The character-related drama in Stardew Valley isn't all about missing purple shorts and half-wizard love children, though. There's more serious stuff afoot, too. If you grow close to one eligible bachelor, Alex, he admits he had a rough childhood growing up with an abusive alcoholic father. In the same vein, another townsperson, Pam, lives in a trailer and has a strong taste for the drink. She relies on her daughter, the introverted Penny, to take care of her.
And then there's Shane, a heavy-drinking perpetually scruffy stockboy for JojaMart. JojaCorp is Stardew Valley's quintessential Evil Conglomerate™ -- it's Google, Wal-Mart, and AOL rolled into one sterile, soulless corporation. There's a JojaMart at the edge of Stardew Valley that threatens to run the smaller merchants out of business, but townspeople like Shane have no choice but to work there. It may be part of the reason why he's sour-tempered, uninterested in taking care of himself, and generally suffering from depression.
But even Shane's troubles aren't the bottom of Stardew Valley's small-town troubles. In your second year of farming life, you meet Kent, a soldier returning from a combat zone. Kent is a bit of a heartbreaking figure: He's the father of Sam (yet another bachelor), but admits he's been at war for so long, he has to get to know Sam all over again. He's also suffering from severe post-traumatic stress disorder, possibly as a result of spending time in a prison camp (which you can accidentally trigger by gifting him with particular kinds of food. Super!).

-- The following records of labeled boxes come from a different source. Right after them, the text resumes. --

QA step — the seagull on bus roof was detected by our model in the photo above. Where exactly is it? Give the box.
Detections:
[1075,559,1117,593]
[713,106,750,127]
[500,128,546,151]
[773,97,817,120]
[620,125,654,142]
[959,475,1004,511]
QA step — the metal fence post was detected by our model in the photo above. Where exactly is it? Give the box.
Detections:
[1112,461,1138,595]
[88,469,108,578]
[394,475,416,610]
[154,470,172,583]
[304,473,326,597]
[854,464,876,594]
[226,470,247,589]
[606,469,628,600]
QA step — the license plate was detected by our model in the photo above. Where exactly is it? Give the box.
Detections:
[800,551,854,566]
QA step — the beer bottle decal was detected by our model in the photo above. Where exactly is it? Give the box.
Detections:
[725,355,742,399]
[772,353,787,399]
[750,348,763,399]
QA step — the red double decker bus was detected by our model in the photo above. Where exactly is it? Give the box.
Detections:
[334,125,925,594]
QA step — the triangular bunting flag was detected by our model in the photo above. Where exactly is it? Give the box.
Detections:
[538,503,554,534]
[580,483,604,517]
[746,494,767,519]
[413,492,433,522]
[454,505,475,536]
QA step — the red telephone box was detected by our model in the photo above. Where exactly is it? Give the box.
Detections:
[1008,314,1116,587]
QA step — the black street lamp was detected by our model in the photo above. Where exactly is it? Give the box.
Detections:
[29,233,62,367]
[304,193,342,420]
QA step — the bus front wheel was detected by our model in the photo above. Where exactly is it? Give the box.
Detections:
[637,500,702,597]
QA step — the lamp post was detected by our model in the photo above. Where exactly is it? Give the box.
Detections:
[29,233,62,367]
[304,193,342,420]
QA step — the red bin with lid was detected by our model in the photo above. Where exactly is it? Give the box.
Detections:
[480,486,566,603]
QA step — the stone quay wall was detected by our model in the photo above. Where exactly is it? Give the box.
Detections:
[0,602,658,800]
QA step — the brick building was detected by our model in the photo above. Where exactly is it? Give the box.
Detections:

Kent's daily routine is also aimless compared to the other characters'. Mind, everyone in Stardew Valley kind of meanders in true Harvest Moon fashion, but there's ultimately purpose to their travels. Lewis talks to townspeople and collects taxes. Willy the fisherman sells fishing supplies, and fishes on his downtime. Robin the carpenter runs her shop when she's not upgrading buildings on your property. Penny tutors two of the town's children, Vincent and Jas.
But Kent wanders and spends long hours just standing outside, doing nothing in particular. Sometimes he gets restless and enters his house, only to leave it again. He stays outside until midnight, then wakes up in the morning and does it all over again. He's damaged, maybe irreparably so, and not even the peace of the valley can soothe him.
It's not surprising, really: Kent's dialogue indicates there's a pretty brutal war going on overseas, and Barone confirmed as much on his Twitter account. Demetrius occasionally remarks how Stardew Valley is insulated from the rest of the world, but as Kent's return indicates, it's not untouchable.
Your character moves to Stardew Valley because they're sick of the big city and the corporate rat race. Sure enough, life on the farm brings with it a massive sense of accomplishment, but there's more to your neighbors than welcoming committees and friendly correspondence. Good on Barone and Stardew Valley for reminding us that people can complex, troubled, and unpleasant regardless of whether they live in a city of millions or a town of dozens.